Dips can be made in advance. Even hot dips can be assembled a day ahead and baked just before guests arrived. Make sure you bring ice-cold glass baking dishes to room temperature before putting into a hot oven or you'll risk cracks or worse.
We won't be so picky about what crab is headed for our dip. At Christmas, I used some expensive lump crab for a hot dip that got great praise all around. It also set me back about $60 at the fish market. Well, it was the holidays.
I've had good luck with pasteurized crabmeat purchased at the seafood counter at the grocery store. Again, I let my wallet guide me. If I am flush, I go for the most lump meat, and mix with claw or backfin.
You can use canned crabmeat, too. I find this the least satisfying because the meat itself breaks apart and becomes almost like canned tuna. Whatever kind you use, mix it gently to keep the meat in pieces as big as possible.

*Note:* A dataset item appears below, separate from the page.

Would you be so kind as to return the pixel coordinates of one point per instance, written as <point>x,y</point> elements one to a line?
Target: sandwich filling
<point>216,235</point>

Crackers and other salty, sturdy dippers, like pita and bagel chips, are good with hot dips. But don't forget the crudites: Cold, fresh and crunchy vegetables are always welcome on a party menu that trends toward over-the-top.
Crab not on the budget? Consider Loaded Baked Potato Dip, for which the potato comes from the chips; there are no spuds in the mixture. Another party favorite no matter what teams are in the Super Bowl is Buffalo Chicken Wing Dip. (It would certainly be perfect if the Buffalo Bills could ever make it to the big show.) This dip pulls together all the flavors of wings without the mess of the bones. Ice-cold celery and sturdy crackers are great dippers.